During one of the Saturday panels, Gerry Boyle and Julia Spencer-Fleming briefly discussed “the flow” that occasionally happens while writing. Being in the zone. Storytelling autopilot. Those times our stories take unexpected turns as they are being written. When characters begin to speak and act for themselves as the writer struggles to keep up. I used to believe this writerly flow was something that famous writers said to sound hip, that is, until it began happening to me. Any writer will tell you, those days are the absolute best, rare though they may be. If we could figure out a way to bottle that flow, manuscripts for entire novels would be completed in mere weeks. Unfortunately, it doesn’t work that way. It happens when it happens, often departing as quickly as it came. Writing a novel is hard work, believe me. Endless hours sitting in a chair, staring at a monitor, trying to untangle thoughts into something comprehensible and entertaining. But still, there are those glorious times when it almost seems to write itself.

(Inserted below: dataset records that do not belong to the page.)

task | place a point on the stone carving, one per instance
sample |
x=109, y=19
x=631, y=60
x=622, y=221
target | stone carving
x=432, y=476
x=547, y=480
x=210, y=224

As the author panel continued, I began to mentally wonder off, though no fault of Julia or Gerry, pondering this anomaly. I wondered, where does this flow come from? Is it a vehicle by which some magical muse inserts ideas into our heads? Sitting upon our shoulders and whispering suggestions. Or leading our fingers to the correct letters on the keyboard, rendering it into some kind of electronic Ouija board. And why doesn’t it happen to everyone? Why aren’t we all accomplished raconteurs? After all, everyone has a story to tell. Our entire lives are comprised of them. Those things that happen as we traverse the long and bumpy road of life. But if that’s all it takes, if we really are all bursting with stories ready to be told, where is release button to make them flow? Does the muse only appear to some folks and not others? Or could it be something else entirely?
I think it’s far more likely that we writers, who spend an inordinate amount of time inside our own heads, have simply exercised and developed the imagination muscle more than most. We’ve spent so much time poking holes in that thin membrane of the creative mind, the mental fabric restraining our best thoughts, that the stories just flow freely from our mind to the page.
Other writers may disagree. Each of us probably have our own thoughts on the source of this creative wellspring. But whatever the cause, I am sure of one thing. We’d all be eternally grateful if it happened more often.